Smith told the New York Times that an inclusion rider might require the cast to be 50 percent female, 40 percent underrepresented ethnic groups, 20 percent people with disabilities and 5 percent LGBT people.

Smith worked with Kalpana Kotagal, a partner with Cohen Milstein’s civil rights and employment practice group, to develop the language for inclusion riders. They were introduced by Anita Hill, who is of counsel at Cohen Milstein, and they began promoting the concept to talent agencies in the fall.

Kotagal and Smith were completely surprised and thrilled when McDormand referred to inclusion riders in her speech. “It was absolutely unchoreographed,” Kotagal said in an interview with the ABA Journal.

Kotagal stressed that the inclusion rider is not a quota. “We certainly set guideposts and targets, but we definitely don’t dictate an outcome that would do anything but make the film more diverse,” she said.

“Let me say it a little bit differently. What we do is to encourage those who are engaged in hiring and casting to in fact hire and cast in a way consistent with a demographic. Do we require that? No. Is there wiggle room or a buffer? Yes.”

She declined to send a sample of the contract language to the ABA Journal, saying it represents work product. A fact sheet says the rider “sets clear goals for inclusion. It specifies the underrepresented groups to be included, defines a process for auditioning and interviewing, and sets objectives for casting and hiring.”

The rider creates financial consequences for studios that don’t engage in good‐faith efforts to interview and hire qualified individuals, according to the fact sheet.

Kotagal isn’t aware of an inclusion rider being used in any other industry.
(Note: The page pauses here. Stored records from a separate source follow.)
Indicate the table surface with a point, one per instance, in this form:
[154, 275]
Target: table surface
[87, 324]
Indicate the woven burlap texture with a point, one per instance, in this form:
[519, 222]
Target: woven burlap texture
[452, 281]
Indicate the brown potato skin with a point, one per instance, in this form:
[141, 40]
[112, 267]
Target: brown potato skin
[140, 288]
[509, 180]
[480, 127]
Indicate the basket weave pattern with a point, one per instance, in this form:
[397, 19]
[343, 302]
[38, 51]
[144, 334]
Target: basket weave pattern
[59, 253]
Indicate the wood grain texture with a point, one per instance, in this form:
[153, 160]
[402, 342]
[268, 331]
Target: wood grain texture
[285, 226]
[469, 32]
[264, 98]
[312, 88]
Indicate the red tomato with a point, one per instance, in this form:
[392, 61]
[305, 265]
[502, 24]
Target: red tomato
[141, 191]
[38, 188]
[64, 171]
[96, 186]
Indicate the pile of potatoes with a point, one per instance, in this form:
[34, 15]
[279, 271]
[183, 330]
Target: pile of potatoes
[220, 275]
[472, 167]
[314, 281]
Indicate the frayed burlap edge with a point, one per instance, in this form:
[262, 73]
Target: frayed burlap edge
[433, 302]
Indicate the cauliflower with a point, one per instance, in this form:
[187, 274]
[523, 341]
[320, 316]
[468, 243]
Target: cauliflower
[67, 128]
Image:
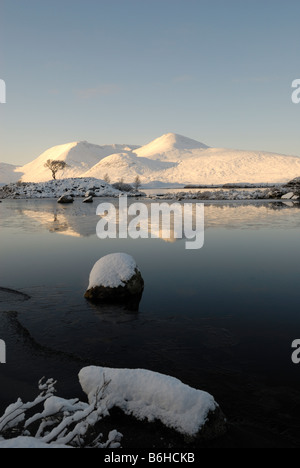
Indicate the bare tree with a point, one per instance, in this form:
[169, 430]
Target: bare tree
[107, 179]
[137, 183]
[55, 166]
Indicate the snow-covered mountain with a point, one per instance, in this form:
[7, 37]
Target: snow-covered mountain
[79, 156]
[171, 147]
[169, 159]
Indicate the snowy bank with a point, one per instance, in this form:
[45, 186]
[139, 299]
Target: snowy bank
[276, 193]
[151, 396]
[57, 188]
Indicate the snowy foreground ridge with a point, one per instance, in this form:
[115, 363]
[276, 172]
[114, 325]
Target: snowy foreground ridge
[169, 159]
[112, 271]
[151, 396]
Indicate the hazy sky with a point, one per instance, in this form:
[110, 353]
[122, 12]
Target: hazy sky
[127, 71]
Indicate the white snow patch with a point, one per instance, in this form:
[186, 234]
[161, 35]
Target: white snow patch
[112, 271]
[151, 396]
[28, 442]
[288, 196]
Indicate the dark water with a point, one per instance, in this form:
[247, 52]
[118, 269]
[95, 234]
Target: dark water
[221, 319]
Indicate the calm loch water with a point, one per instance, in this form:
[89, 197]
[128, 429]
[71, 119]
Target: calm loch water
[222, 318]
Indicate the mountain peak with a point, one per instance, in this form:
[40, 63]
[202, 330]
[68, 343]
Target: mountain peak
[167, 143]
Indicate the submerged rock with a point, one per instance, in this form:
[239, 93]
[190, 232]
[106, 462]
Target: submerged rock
[65, 199]
[116, 278]
[288, 196]
[151, 397]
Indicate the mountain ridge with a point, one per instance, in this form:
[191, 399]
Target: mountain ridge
[169, 159]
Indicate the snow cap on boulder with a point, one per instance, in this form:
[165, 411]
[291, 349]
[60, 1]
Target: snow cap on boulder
[116, 278]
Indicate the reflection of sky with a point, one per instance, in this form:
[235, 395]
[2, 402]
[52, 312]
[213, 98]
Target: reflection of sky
[242, 287]
[257, 255]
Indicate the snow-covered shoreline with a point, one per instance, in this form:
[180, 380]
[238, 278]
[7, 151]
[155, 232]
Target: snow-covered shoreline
[78, 188]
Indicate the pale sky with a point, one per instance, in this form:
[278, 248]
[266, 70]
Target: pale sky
[127, 71]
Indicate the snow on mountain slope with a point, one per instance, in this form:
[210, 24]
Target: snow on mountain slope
[170, 159]
[221, 166]
[170, 147]
[128, 166]
[8, 174]
[80, 157]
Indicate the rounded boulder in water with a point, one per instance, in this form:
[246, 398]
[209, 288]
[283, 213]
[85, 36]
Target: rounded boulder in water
[116, 278]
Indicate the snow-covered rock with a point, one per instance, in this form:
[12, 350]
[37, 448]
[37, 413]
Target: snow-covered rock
[57, 188]
[88, 199]
[151, 396]
[65, 199]
[116, 278]
[28, 443]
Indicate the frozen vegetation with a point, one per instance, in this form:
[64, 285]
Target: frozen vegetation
[169, 159]
[53, 422]
[57, 188]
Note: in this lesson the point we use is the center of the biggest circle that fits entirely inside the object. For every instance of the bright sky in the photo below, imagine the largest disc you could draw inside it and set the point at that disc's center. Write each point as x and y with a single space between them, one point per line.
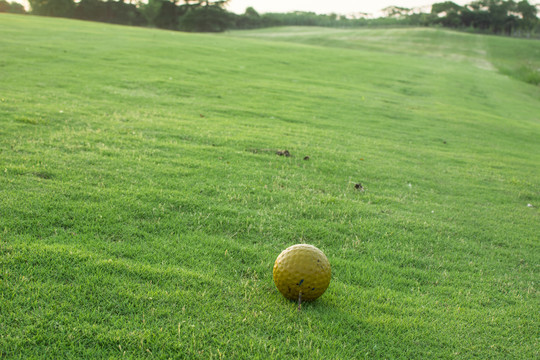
342 7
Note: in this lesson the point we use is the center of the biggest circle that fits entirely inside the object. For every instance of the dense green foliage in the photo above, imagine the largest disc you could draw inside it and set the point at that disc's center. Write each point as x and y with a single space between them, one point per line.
490 16
11 7
142 203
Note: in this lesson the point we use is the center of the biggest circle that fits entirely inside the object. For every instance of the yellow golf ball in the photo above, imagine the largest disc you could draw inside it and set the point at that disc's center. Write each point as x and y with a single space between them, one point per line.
302 269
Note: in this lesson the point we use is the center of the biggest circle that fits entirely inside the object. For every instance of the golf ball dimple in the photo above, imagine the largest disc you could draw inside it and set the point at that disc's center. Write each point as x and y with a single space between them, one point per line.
302 269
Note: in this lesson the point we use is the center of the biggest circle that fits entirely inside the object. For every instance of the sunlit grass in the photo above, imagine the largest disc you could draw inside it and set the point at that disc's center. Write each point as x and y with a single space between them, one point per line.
142 204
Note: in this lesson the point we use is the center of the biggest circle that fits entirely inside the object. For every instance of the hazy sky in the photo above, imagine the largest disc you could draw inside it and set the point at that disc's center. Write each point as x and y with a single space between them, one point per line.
326 6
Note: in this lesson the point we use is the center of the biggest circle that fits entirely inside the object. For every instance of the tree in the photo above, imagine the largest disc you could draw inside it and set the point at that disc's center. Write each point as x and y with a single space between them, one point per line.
448 14
11 7
60 8
207 18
The closest example she could find was the National Football League’s Rooney Rule, which requires that at least one person of color be interviewed for head coaching jobs. Some law firms have embraced a version of the rule when considering lawyers for leadership roles.

Kotagal believes the inclusion rider could be used in other industries where someone in a position of power is engaged in contract negotiations. An example might be a high-profile person in the news media who seeks inclusion during contract negotiations.
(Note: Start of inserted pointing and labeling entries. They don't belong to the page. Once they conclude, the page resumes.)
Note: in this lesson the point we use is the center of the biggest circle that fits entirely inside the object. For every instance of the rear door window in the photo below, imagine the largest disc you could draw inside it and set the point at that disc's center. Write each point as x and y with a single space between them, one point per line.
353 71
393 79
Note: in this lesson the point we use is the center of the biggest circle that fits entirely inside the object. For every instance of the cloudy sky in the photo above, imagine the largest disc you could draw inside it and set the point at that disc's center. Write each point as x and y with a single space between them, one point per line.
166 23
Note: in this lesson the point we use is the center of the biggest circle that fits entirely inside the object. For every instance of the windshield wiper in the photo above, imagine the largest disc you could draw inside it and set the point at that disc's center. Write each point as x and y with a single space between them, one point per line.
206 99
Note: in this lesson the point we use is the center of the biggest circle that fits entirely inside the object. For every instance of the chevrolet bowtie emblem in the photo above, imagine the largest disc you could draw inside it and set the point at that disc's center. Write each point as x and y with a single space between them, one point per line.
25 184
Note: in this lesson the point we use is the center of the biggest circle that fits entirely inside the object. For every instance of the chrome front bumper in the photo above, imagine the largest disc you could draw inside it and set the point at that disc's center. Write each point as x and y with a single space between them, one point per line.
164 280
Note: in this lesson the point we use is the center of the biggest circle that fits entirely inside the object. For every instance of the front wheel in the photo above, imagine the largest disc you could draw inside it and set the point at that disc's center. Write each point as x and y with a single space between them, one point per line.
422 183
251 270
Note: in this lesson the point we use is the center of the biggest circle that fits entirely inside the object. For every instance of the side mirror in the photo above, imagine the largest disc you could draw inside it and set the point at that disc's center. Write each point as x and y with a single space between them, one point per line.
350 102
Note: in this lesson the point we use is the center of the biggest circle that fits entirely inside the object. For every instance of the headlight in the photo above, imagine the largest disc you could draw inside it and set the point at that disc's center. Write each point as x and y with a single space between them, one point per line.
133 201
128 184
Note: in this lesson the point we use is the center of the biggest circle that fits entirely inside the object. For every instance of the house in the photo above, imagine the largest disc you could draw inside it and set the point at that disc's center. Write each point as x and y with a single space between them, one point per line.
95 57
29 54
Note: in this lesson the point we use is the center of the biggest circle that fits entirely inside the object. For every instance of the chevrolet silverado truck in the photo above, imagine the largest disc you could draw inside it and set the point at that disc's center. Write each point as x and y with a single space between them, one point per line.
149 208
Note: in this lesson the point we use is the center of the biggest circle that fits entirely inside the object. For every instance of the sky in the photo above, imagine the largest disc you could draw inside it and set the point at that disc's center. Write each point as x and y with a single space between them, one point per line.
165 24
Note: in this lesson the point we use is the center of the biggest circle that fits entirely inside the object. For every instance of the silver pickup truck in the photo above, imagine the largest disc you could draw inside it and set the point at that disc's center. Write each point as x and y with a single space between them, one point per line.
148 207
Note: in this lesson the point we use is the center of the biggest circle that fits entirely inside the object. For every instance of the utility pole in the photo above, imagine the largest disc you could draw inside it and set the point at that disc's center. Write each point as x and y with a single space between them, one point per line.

Kotagal hasn’t heard of an inclusion rider being included in a movie contract—yet. As we speak, Kotagal told the ABA Journal, there are A-listers and production companies that are using the inclusion-rider language in contract negotiations.

Adds links at 9:46 a.m.; swaps photos at 10:01 a.m.; updated with Kotagal’s comments, Larson tweet at 4 p.m.; updated with link to fact sheet at 5:04 p.m.